While the Washington Post found that 'scriptwriter Sebastian
Gutierrez and French director Mathieu (Hate) Kassovitz ... treat
this movie with all the subtlety of a Judas Priest music video'.
Rolling Stone, meanwhile, opined that 'if you're smart,
alone is just where you'll leave Gothika'.
And the Chicago Tribune felt that it 'plays out on screen
as a series of crazy chases and lady-in-distress cliches, interspersed
with wildly illogical plot twists-all caught by a nervous camera
whirling like drunken paparazzi'.
Hollywood Reporter felt that, 'after a seductive start,
it all becomes an empty swirl of smoke and mirrors - or, in this
case, flickering fluorescent bulbs and icy glass'.
And the New York Daily News wrote that 'no scene goes
underplayed, no performance (save one, from Robert Downey Jr.)
lacks volume, no horror cliche is forgotten'.
The New York Post, meanwhile, was critical because 'Kassovitz
... seems totally oblivious to how silly this all gets'.

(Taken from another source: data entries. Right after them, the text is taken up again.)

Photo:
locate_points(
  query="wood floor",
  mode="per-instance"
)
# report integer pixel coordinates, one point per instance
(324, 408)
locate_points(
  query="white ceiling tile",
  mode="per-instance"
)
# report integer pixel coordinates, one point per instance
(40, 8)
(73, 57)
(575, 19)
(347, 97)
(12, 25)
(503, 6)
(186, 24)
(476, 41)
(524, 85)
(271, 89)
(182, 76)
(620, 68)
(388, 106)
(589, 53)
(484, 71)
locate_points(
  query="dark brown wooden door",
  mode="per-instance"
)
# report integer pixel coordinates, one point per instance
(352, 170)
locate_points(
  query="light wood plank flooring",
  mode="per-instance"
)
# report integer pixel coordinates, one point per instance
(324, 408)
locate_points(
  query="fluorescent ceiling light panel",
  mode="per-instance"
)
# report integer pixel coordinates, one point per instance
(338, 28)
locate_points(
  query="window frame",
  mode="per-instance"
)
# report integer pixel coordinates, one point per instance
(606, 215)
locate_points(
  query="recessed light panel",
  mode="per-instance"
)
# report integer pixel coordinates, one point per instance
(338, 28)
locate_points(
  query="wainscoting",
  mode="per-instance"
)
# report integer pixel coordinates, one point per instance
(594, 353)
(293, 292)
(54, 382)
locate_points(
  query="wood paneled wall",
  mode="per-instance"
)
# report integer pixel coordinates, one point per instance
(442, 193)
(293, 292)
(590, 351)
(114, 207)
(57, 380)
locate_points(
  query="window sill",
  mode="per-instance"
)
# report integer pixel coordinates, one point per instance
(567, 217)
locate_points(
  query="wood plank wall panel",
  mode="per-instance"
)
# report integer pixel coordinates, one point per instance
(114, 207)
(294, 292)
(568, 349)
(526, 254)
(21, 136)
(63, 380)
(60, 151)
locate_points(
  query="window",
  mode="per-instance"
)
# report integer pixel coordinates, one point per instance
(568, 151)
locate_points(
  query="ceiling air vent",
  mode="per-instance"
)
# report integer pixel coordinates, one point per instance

On a more positive note, however, the Detroit News wrote
that 'it's sure, scary stuff, and fans of heart palpitations will
likely find themselves pleased'.
While the Chicago Sun-Times opined that 'in trash as in
art there is no accounting for taste, and reader, I cherished
this movie in all of its lurid glory'.
But the word was largely negative, with the San Francisco
Chronicle noting that it is 'constantly bouncing from derivative
to ridiculous and back to derivative again' and adding that 'Gothika
will be tolerable for undiscriminating horror fans but should
be shunned by everybody else'.
The Houston Chronicle brings this round-up to a close,
however, by writing that 'the film has suspense and enough well-done
jolts to satisfy the folks who go to movies for those sorts of
things, but the more the story wades into the supernatural, the
sillier it gets'.
The movie is scheduled for a UK release on April 2, 2004.